“Another Small Adventure”
Book 1, chapter 17; Book 2, chapter 20
Characters
1.17 Woman, her husband, “writer bastard” (all unnamed)
2.20 woman (Jenny), her boss (Ms. Neumiller), “Poppa” (her father? a man who scares her?) Jenny’s boyfriend (Warren)
General Subject/ Plot
1.17: A woman, who had been slipped a drug and raped, is found by her husband.
2.20: A woman drinks herself senseless when she gets home from work.
Motifs
1.17 tiled bathroom floor, white and black, hat and scarf, no underwear, writer, vomiting
2.20 vomiting, clothes (dark suit, white blouse, floral pin), “spray” [1st brothers], figurine of lioness with lamb, alcohol, cigarette, wet clothes, soiling oneself,
Notes
All four of the small adventures have women as their protagonists and all four have something dingy about them: in SA1 a married woman feels drawn to be with strange men (seems to want to be soiled?); in SA2 a divorced woman in a kind of glum affair with a married man (the towel); in ASA1 a married woman who has been drugged and raped; in ASA2 a single woman in a dire situation (literally soiling herself.)
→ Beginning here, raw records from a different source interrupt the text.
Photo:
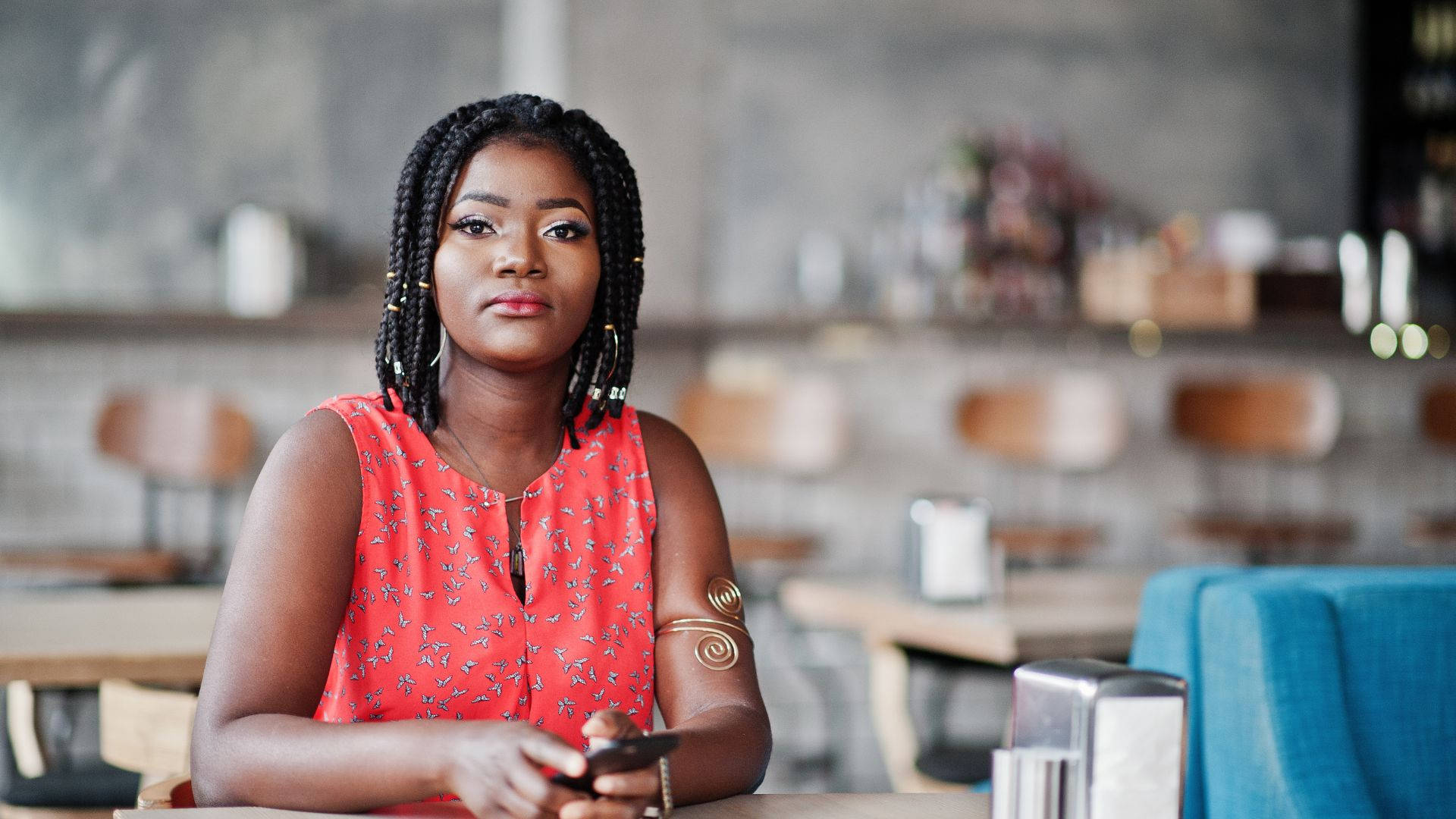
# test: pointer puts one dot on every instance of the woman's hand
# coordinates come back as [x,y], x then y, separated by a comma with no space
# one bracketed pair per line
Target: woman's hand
[625,795]
[495,770]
The idea that “soiled-ness” (being, feeling dirty) occurs near areas of cleanliness — the tiles in the bathroom in ASA1 are clean, the rather composed atmosphere of the woman who’s soiled herself in ASA2,–the building that is so run down in such a nice part of town (SA1).]
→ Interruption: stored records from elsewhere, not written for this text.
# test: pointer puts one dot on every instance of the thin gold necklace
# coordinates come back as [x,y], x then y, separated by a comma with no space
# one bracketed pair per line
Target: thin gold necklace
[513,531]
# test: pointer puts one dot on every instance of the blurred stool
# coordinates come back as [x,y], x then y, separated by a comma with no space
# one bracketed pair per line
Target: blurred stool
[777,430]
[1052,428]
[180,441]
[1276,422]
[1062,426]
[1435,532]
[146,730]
In ASA1, a complex look at the mindset of the victimized woman: yes, she did have it as a thought to get back at her husband by being with another man, but it would have remained a thought if she hadn’t been drugged –and her first thought, on coming out of it, is fear that her husband will find out.
(Reminds of the woman being “drugged” –smoking hash– in the first “On the Roof”. On that occasion, the drug consumption had been consensual but not the sex. In this case the drug made her “consensual” (unable to resist.))
SA1 and SA2 seem to center on “sluttishness”: in the first, the woman seems to take it upon herself, to make herself available to men who are not her husband and are not clean; in the second the woman, having an affair with a married man, recoils from the idea that she has become a slut, which is to be like the woman who broke up her own family.
In SA1 and SA2 and first “On the Roof” sexual entry from rear…. On my first reading of tghe second “Another Small Adventure” I assumed “Poppa” to be a nefarious, maybe pimp-like character. I am now more of the view that he is Jenny’s actual father and that he is responsible for her black lacquered table and bronze figuring and maybe office job.